= Photoanimation =

Filmmaking technique

Photograph of downtown Rochester shows two of the scene plots used in the film: a zoom to horizon and pan across, and a street-corner zoom from medium close-up. Verticals, diagonal pans, up-zooms and other combinations were used to abstract several scenes from a few 4X5 color transparencies taken by aerial photographer---effectively simulating smooth helicopter and aircraft cinematography at a fraction of the cost.

Photoanimation is a filmmaking technique in which still photos, artwork or other objects are filmed with the use of an animation stand.

Photoanimation techniques have been used from the very early days of motion pictures. Hollywood often leaned on this less expensive technique for some of its movie trailers in the classical era.

== Usage ==

(LEFT) Animation planner Francis Lee reviews bar-sheet as producer-director Raúl daSilva determines scene design plotting.
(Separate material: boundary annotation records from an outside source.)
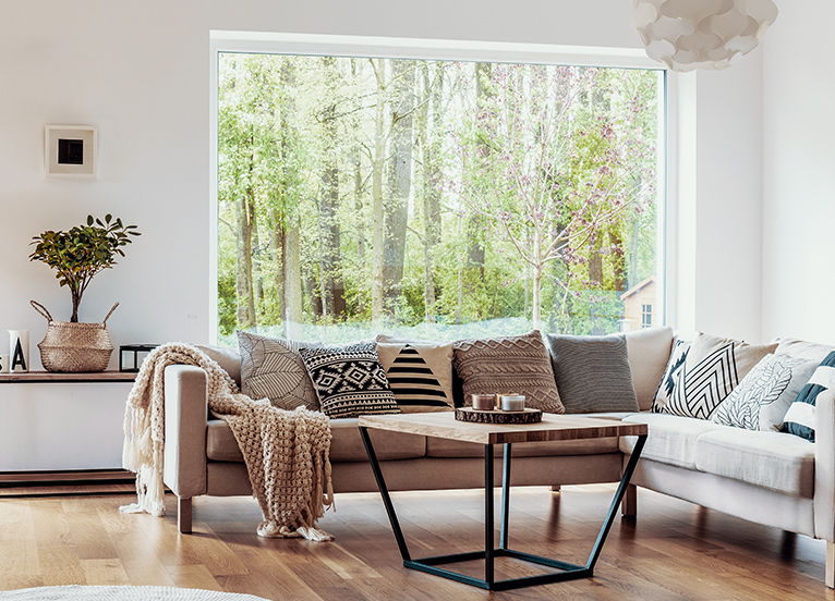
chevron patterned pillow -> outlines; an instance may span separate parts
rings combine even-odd
[[[675,376],[673,393],[661,413],[710,419],[730,391],[776,344],[753,345],[699,334]]]

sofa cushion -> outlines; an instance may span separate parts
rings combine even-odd
[[[782,432],[704,432],[695,443],[695,467],[794,496],[814,495],[814,444]]]
[[[241,353],[230,346],[197,346],[208,357],[216,361],[234,383],[241,385]]]
[[[640,409],[645,412],[652,406],[673,352],[673,328],[641,328],[624,335],[636,398]]]
[[[567,414],[638,410],[622,334],[548,334],[545,341]]]
[[[816,361],[789,355],[765,355],[722,402],[713,421],[748,430],[779,431],[786,410],[815,367]]]
[[[276,407],[294,409],[305,406],[319,408],[311,377],[299,349],[322,346],[319,343],[262,336],[238,332],[241,351],[241,392],[253,398],[269,398]]]
[[[649,426],[650,436],[641,458],[688,469],[695,469],[695,442],[699,437],[705,432],[727,428],[704,419],[653,413],[633,414],[625,417],[624,421]],[[636,441],[636,437],[621,437],[620,450],[631,454]]]
[[[400,410],[452,409],[452,343],[386,339],[377,336],[377,354]]]
[[[398,414],[376,343],[300,348],[322,410],[328,417]]]
[[[791,403],[784,418],[785,430],[814,442],[818,398],[832,398],[833,390],[835,390],[835,351],[826,355]]]
[[[661,410],[710,419],[751,368],[776,348],[776,344],[752,345],[699,334],[687,354],[683,370],[675,379],[673,395]]]
[[[676,389],[676,382],[685,372],[685,361],[687,360],[688,353],[690,353],[691,345],[692,342],[688,340],[677,340],[673,345],[673,351],[667,360],[667,367],[664,370],[661,382],[658,382],[658,388],[655,389],[655,395],[652,400],[652,412],[662,413],[664,406],[673,396],[673,391]]]
[[[455,361],[463,382],[464,403],[472,394],[523,394],[525,406],[565,413],[550,356],[538,331],[455,343]]]
[[[360,438],[356,418],[330,421],[330,462],[364,462],[368,459]],[[414,459],[426,454],[426,439],[415,434],[368,430],[374,452],[380,461]],[[206,432],[206,456],[215,462],[243,462],[243,455],[232,430],[222,419],[210,419]]]

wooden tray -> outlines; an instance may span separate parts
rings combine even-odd
[[[503,412],[501,409],[481,410],[459,407],[456,409],[456,419],[473,424],[538,424],[542,421],[542,409]]]

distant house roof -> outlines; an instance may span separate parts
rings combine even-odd
[[[628,291],[626,291],[624,294],[621,294],[620,298],[621,299],[628,298],[629,296],[632,296],[633,294],[639,293],[640,291],[642,291],[643,289],[645,289],[650,284],[654,284],[654,283],[655,283],[655,275],[650,275],[643,282],[640,282],[640,283],[633,285]]]

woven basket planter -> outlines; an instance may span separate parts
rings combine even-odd
[[[38,344],[40,363],[47,371],[80,373],[105,371],[113,345],[107,331],[107,320],[119,306],[113,305],[101,323],[73,323],[55,321],[40,303],[31,300],[32,306],[48,322],[47,334]]]

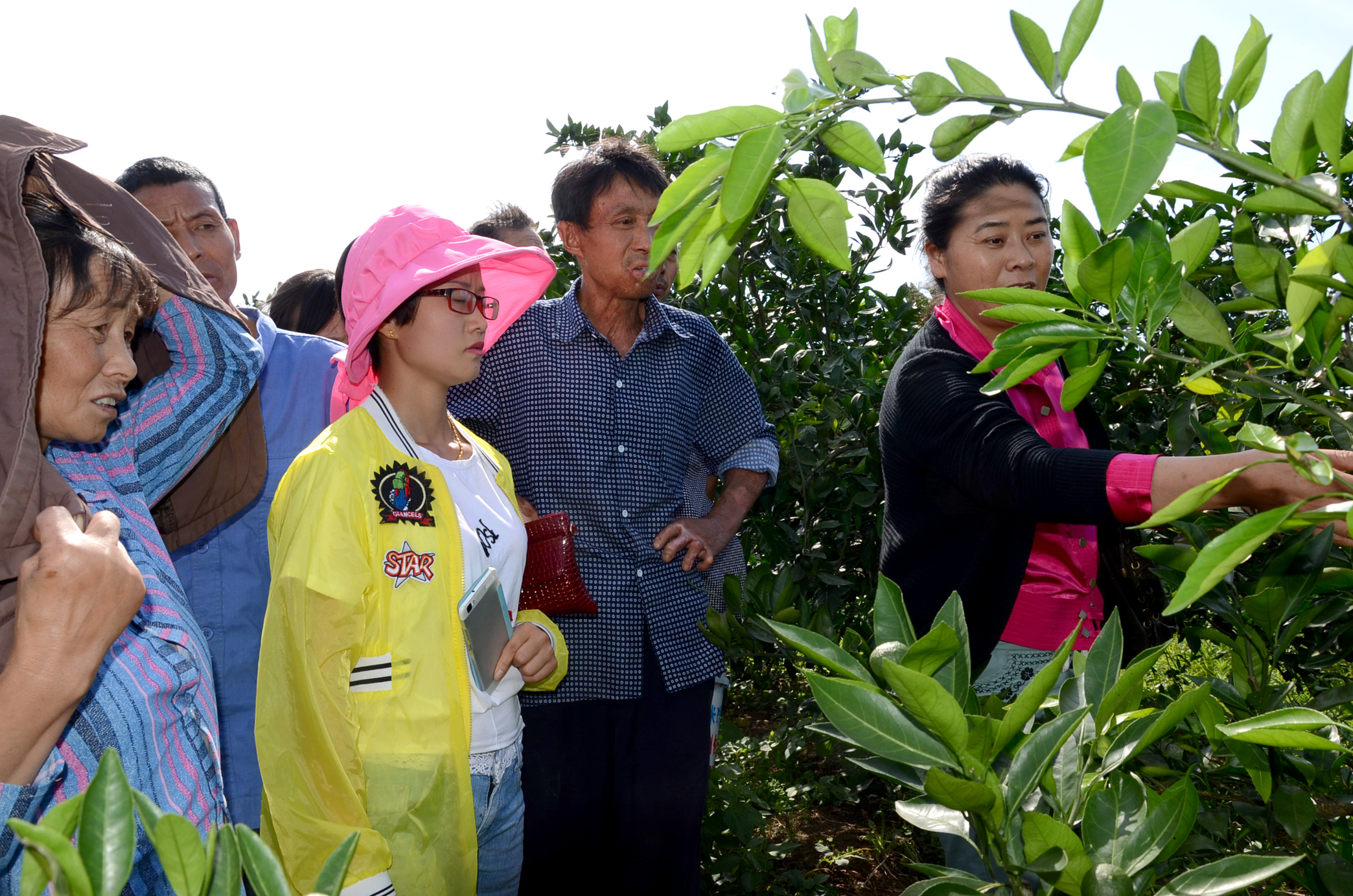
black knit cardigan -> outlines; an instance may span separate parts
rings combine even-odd
[[[917,632],[953,591],[963,601],[973,666],[1000,640],[1015,606],[1038,522],[1099,527],[1105,613],[1120,605],[1126,656],[1145,647],[1132,613],[1123,531],[1105,494],[1108,436],[1089,402],[1076,418],[1089,448],[1053,448],[989,374],[931,318],[902,351],[884,393],[882,573],[902,589]],[[1065,632],[1059,632],[1065,636]]]

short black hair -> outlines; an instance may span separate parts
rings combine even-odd
[[[959,156],[927,175],[924,187],[920,222],[923,248],[932,242],[940,249],[948,249],[954,227],[963,215],[963,206],[994,187],[1028,187],[1047,207],[1047,177],[1005,154]],[[944,288],[942,277],[935,277],[935,283],[940,290]]]
[[[138,162],[131,162],[127,165],[127,171],[118,175],[115,183],[129,194],[135,194],[145,187],[172,187],[185,180],[210,189],[211,199],[216,203],[216,211],[221,212],[222,218],[230,217],[226,214],[226,200],[221,198],[221,191],[216,189],[216,184],[211,181],[211,177],[207,177],[199,169],[177,158],[156,156],[154,158],[142,158]]]
[[[46,194],[23,194],[23,214],[42,248],[49,300],[60,283],[70,283],[70,300],[61,309],[61,317],[87,306],[134,306],[137,317],[145,318],[156,307],[154,276],[127,246],[89,226]],[[103,282],[97,279],[95,265],[101,265]]]
[[[334,272],[323,268],[291,275],[268,298],[268,317],[294,333],[318,333],[337,310]]]
[[[502,234],[513,230],[536,230],[536,222],[521,206],[511,203],[498,203],[492,211],[469,225],[469,233],[490,240],[502,240]]]
[[[549,195],[555,222],[568,221],[586,230],[593,200],[617,177],[624,177],[655,196],[667,189],[667,173],[652,146],[607,137],[589,148],[586,156],[559,169]]]
[[[342,317],[342,319],[344,319],[345,323],[348,322],[348,315],[342,310],[342,269],[348,264],[348,253],[352,252],[352,248],[354,245],[357,245],[356,240],[353,240],[346,246],[344,246],[342,254],[338,256],[338,267],[334,268],[334,296],[338,299],[338,314]],[[392,319],[395,322],[395,326],[409,326],[410,323],[414,322],[415,317],[418,317],[418,294],[417,292],[414,292],[407,299],[405,299],[403,302],[400,302],[399,307],[396,307],[390,314],[390,319]],[[382,321],[382,323],[384,323],[384,321]],[[371,368],[373,371],[376,371],[376,374],[379,375],[380,374],[380,328],[379,326],[376,328],[376,332],[371,334],[371,338],[367,340],[367,353],[371,355]]]

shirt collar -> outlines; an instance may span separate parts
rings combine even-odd
[[[277,325],[258,309],[242,307],[239,311],[258,328],[258,345],[262,346],[262,363],[267,364],[268,356],[272,355],[272,344],[277,341]]]
[[[559,300],[555,310],[555,338],[560,342],[570,342],[578,338],[583,330],[590,330],[598,338],[606,338],[597,332],[597,328],[583,314],[582,306],[578,305],[579,284],[582,284],[580,277],[574,280],[574,284],[568,287],[568,292]],[[639,333],[639,338],[635,340],[635,345],[655,340],[666,330],[671,330],[681,338],[690,338],[691,332],[676,319],[671,309],[653,296],[648,296],[644,302],[644,329]]]

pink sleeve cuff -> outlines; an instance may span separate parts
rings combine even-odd
[[[1119,522],[1145,522],[1151,516],[1151,475],[1160,455],[1116,455],[1108,462],[1104,491]]]

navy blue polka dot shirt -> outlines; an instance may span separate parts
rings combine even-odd
[[[517,494],[578,525],[578,566],[597,616],[560,616],[568,675],[528,704],[628,700],[644,690],[647,637],[668,692],[720,674],[701,635],[709,597],[653,537],[678,513],[691,448],[718,475],[779,470],[779,445],[756,388],[698,314],[647,303],[628,355],[578,306],[578,283],[536,302],[484,356],[479,378],[448,395],[451,413],[509,460]],[[652,689],[658,682],[648,682]]]

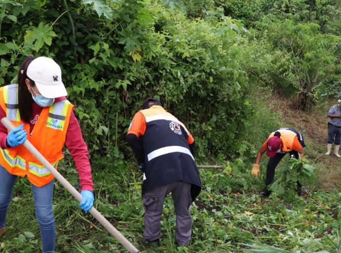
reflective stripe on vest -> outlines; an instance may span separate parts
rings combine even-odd
[[[15,157],[14,159],[8,155],[8,151],[7,149],[1,149],[1,154],[5,158],[5,161],[12,167],[17,167],[24,170],[26,170],[25,160],[19,156]]]
[[[20,120],[18,105],[18,88],[17,84],[10,84],[3,87],[3,94],[6,104],[6,115],[10,121]]]
[[[192,158],[193,161],[194,160],[194,158],[188,149],[180,146],[170,146],[169,147],[159,148],[148,154],[147,156],[148,161],[149,162],[158,156],[174,152],[181,152],[187,154]]]
[[[58,164],[58,163],[51,165],[53,168],[55,168],[57,164]],[[44,166],[40,166],[33,163],[29,163],[29,170],[32,174],[34,174],[39,177],[46,176],[51,174],[49,170],[45,168]]]
[[[149,109],[147,109],[149,110]],[[146,119],[146,123],[148,123],[149,122],[151,122],[152,121],[157,121],[157,120],[164,120],[166,121],[173,121],[174,122],[176,122],[176,123],[181,125],[186,131],[186,132],[187,133],[187,135],[188,135],[188,130],[187,130],[187,128],[186,128],[186,126],[185,126],[185,125],[182,124],[182,122],[179,121],[177,119],[176,119],[175,117],[174,117],[173,115],[170,114],[169,113],[168,113],[166,111],[165,111],[164,113],[160,113],[159,112],[160,114],[158,114],[157,115],[151,115],[149,116],[148,115],[148,113],[146,113],[145,112],[142,112],[142,114],[144,116],[144,118]]]

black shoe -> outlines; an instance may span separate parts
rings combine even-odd
[[[267,197],[270,195],[271,193],[271,191],[270,190],[267,190],[264,189],[259,192],[259,194],[260,194],[263,197]]]
[[[302,186],[299,188],[297,190],[297,195],[298,197],[302,197],[302,196],[308,195],[309,189],[305,186]]]
[[[154,240],[154,241],[150,241],[145,237],[141,237],[140,238],[140,243],[142,245],[145,246],[150,246],[150,247],[159,247],[160,246],[160,239],[157,239]]]

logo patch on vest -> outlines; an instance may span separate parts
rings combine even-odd
[[[130,125],[129,125],[129,127],[128,128],[128,130],[129,130],[130,128],[130,127],[131,126],[132,126],[132,124],[134,124],[134,121],[132,121],[131,122],[130,122]]]
[[[174,121],[170,122],[170,127],[171,130],[175,133],[177,133],[178,134],[181,134],[182,133],[181,128],[180,128],[180,125],[177,122]]]
[[[59,120],[52,119],[48,122],[45,122],[45,125],[47,125],[52,128],[58,129],[63,129],[63,126],[60,126],[60,121]]]

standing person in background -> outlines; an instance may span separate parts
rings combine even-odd
[[[260,160],[263,154],[266,151],[266,156],[270,159],[266,169],[265,187],[259,192],[259,194],[266,196],[271,193],[271,191],[268,189],[268,187],[273,181],[276,167],[284,156],[289,153],[290,157],[299,159],[299,155],[301,158],[304,156],[305,147],[303,136],[296,130],[281,128],[271,133],[266,141],[258,150],[256,162],[252,166],[251,174],[256,178],[259,175]],[[297,184],[298,194],[298,196],[301,196],[302,185],[298,181]]]
[[[86,212],[94,201],[87,147],[67,94],[60,67],[44,57],[28,56],[20,66],[18,84],[0,88],[0,119],[6,117],[16,126],[8,132],[0,123],[0,236],[6,230],[15,180],[27,175],[33,191],[43,253],[55,252],[54,176],[21,144],[28,138],[56,169],[66,144],[81,181],[80,206]]]
[[[328,140],[327,141],[327,153],[328,156],[332,151],[333,143],[334,146],[334,155],[337,157],[341,156],[339,154],[341,144],[341,99],[338,101],[338,104],[332,106],[327,114],[329,118],[328,122]]]
[[[194,139],[185,126],[161,106],[147,98],[135,114],[127,140],[143,172],[142,194],[144,206],[144,245],[160,246],[161,215],[166,197],[171,193],[176,215],[175,240],[189,244],[192,217],[189,208],[201,190],[194,161]]]

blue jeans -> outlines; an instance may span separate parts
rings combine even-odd
[[[335,141],[335,142],[334,142]],[[328,140],[327,143],[340,145],[341,143],[341,128],[336,127],[331,125],[328,127]]]
[[[5,225],[6,214],[17,177],[0,165],[0,228]],[[53,180],[42,187],[32,184],[31,186],[36,206],[36,217],[42,234],[43,252],[54,252],[56,229],[52,211]]]

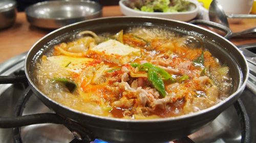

A recorder was used for play-back of sound mix simultaneously transferred from master track along with 35mm magnetic film and 16mm reserve transfers. (Right) Max Seligman or New York's Tele-Craft analyzes mix on 35mm magnetic film transfer, breaking down music changes, phrases, to frame numbers. Analysis is the step prior to exposure sheet plotting for the Oxberry shooting.

In making such films the soundtrack is first produced, analyzed and bar sheets made depicting the soundtrack details. Exposure sheets for filming (camera exposures) are then extracted from the bar sheets.

From the 1980s on, documentary filmmaker Ken Burns popularized a simpler, less complex form of photoanimation later called the Ken Burns effect.